In response to LVMH’s dismissal of the deal, Tiffany & Co has also released a statement announcing that it had filed a lawsuit in Delaware against the luxury group, requiring it to abide by the contractual obligation to complete the transaction.
Roger N. Farah, chairman of Tiffany & Co’s board, said, “We regret having to take this action but LVMH has left us no choice but to commence litigation to protect our company and our shareholders. Tiffany is confident it has complied with all of its obligations under the Merger Agreement and is committed to completing the transaction on the terms agreed to last year. Tiffany expects the same of LVMH.”
According to Tiffany & Co, “LVMH assumed all antitrust-clearance risk and all financial risk related to adverse industry trends or economic conditions” under the terms of the agreement. Additionally, “LVMH [was] required to do everything necessary to secure all required regulatory clearances as promptly as practicable.”

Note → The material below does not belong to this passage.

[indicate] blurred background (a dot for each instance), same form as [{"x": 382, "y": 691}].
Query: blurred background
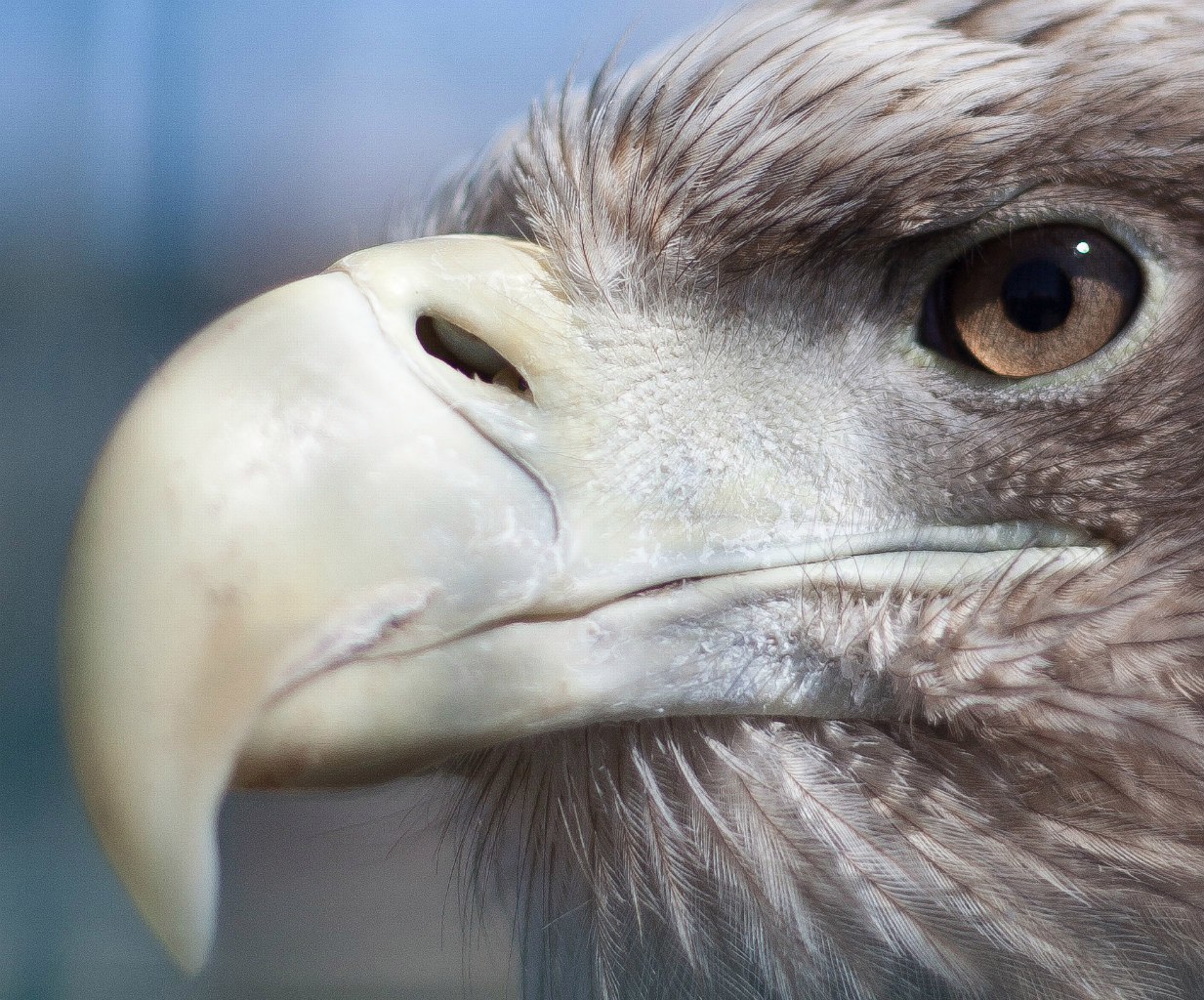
[{"x": 161, "y": 160}]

The jeweller further detailed that the agreement provided for an initial outside date of August 24, 2020, which both parties had agreed upon to obtain all the required clearances, but that “LVMH had not even filed for antitrust approval in three of the required jurisdictions” as of the agreed date. This prompted an extension to November 24, 2020, which LVMH says it is unable to comply by.
A ruling is expected to be obtained before November 24, 2020, with Tiffany & Co seeking to expedite the Delaware proceedings.
The dissolution of the agreement saw Tiffany & Co’s shares down by 13 per cent in pre-market trade on Wednesday, while LVMH shares were down 0.9 per cent.